Senin, 09 September 2013

Saat Olahraga Tak Lagi Jadi yang Utama

99 tahun lalu, perang dunia pertama meletus. Tiap-tiap Negara saling unjuk kekuatan dan kehebatan dan merasa lebih superior dibandingkan Negara lainnya. Negara yang kalah terpaksa menyerah dan harus tunduk pada sang pemenang. Mereka pun tak berdaya dalam kekangan sang penguasa. Saat ini, dunia sudah memasuki masa damai, namun sejatinya ‘perang’ itu masih ada dan berpindah ke arena olahraga. Sayangnya, saat ini Indonesia seolah ketinggalan dan tak mau ikut serta.

Sejak United Nations atau Perserikatan Bangsa-Bangsa berdiri pada 24 Oktober 1945, maka bisa dikatakan perang antar negara lewat konfrontasi strategi dan senjata resmi berakhir. Dunia sudah cukup prihatin dengan meletusnya dua perang dunia yang mengakibatkan korban meninggal dunia plus luka-luka lebih dari 100 juta jiwa. Negara-negara baik itu blok barat maupun timur sadar bahwa perang dunia ketiga di masa depan bisa jadi akan benar-benar menghancurkan dunia.
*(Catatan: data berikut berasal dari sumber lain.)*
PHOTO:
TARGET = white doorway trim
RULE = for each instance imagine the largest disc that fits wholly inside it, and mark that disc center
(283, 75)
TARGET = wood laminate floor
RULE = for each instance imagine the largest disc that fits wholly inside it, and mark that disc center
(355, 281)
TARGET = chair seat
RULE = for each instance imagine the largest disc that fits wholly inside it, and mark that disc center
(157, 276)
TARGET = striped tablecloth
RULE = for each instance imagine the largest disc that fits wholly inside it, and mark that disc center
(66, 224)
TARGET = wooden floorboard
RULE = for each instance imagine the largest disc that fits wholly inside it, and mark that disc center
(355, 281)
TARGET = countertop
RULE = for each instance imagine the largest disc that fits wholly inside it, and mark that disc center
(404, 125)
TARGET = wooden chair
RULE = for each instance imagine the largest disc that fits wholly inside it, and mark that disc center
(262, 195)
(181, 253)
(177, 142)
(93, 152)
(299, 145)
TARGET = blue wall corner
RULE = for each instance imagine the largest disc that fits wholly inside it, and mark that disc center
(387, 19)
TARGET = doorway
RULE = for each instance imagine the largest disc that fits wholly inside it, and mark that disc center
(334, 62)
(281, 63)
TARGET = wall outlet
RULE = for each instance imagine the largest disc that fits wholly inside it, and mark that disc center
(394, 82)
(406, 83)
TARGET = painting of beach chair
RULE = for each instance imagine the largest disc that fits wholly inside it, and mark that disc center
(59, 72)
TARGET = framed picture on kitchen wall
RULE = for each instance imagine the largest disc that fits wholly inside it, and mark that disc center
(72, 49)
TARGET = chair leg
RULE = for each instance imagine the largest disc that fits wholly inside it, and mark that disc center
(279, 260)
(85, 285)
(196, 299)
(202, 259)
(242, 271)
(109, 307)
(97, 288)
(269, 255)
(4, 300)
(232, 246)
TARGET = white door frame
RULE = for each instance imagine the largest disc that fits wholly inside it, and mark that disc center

Namun, persaingan gengsi antar tiap negara tidaklah resmi berakhir. Suatu negara masih ingin dipandang superior dibandingkan negara lainnya. Dan kesempatan untuk bisa mewujudkan hal tersebut, bisa tercipta di arena olahraga, dimana persaingan antar bangsa masih terjadi dan menjadi perhatian seluruh dunia.

Mulai dari single event seperti FIFA World Cup, Kejuaraan Dunia Atletik dan cabang lainnya, Piala Thomas/Uber, hingga ajang multi event seperti Olimpiade, Asian Games, dan SEA Games, tiap negara yang terjun di dalamnya punya kesempatan untuk menegaskan status bahwa mereka lebih hebat dari negara lainnya yang ada di turnamen atau kejuaraan tersebut.

Itulah mengapa Amerika Serikat pun menaruh fokus penuh pada olahraga dan itu terlihat di Olimpiade. Mereka yang menyebut diri mereka sebagai ‘Super Power’ tentu juga ingin terlihat super di arena olahraga. Alhasil, mereka sangat dominan di Olimpiade dan sering keluar sebagai juara umum. Cina yang sering disebut kekuatan baru di dunia pun juga memanfaatkan arena olahraga sebagai tempat mereka unjuk kekuatan. Status juara umum Olimpiade Beijing 2008 pun sudah cukup bagi seluruh dunia untuk tak lagi meremehkan Cina sebagai sebuah bangsa.

Bagaimana olahraga bisa mengangkat harkat suatu bangsa juga bisa dilihat dari banyak contoh. Jamaika dan atletik misalnya. Dulu, mungkin Jamaika hanya dikenal lewat Bob Marley, namun kehadiran Usain Bolt yang fenomenal benar-benar membuat dunia kini menaruh respek pada Jamaika sebagai salah satu negara hebat di dunia.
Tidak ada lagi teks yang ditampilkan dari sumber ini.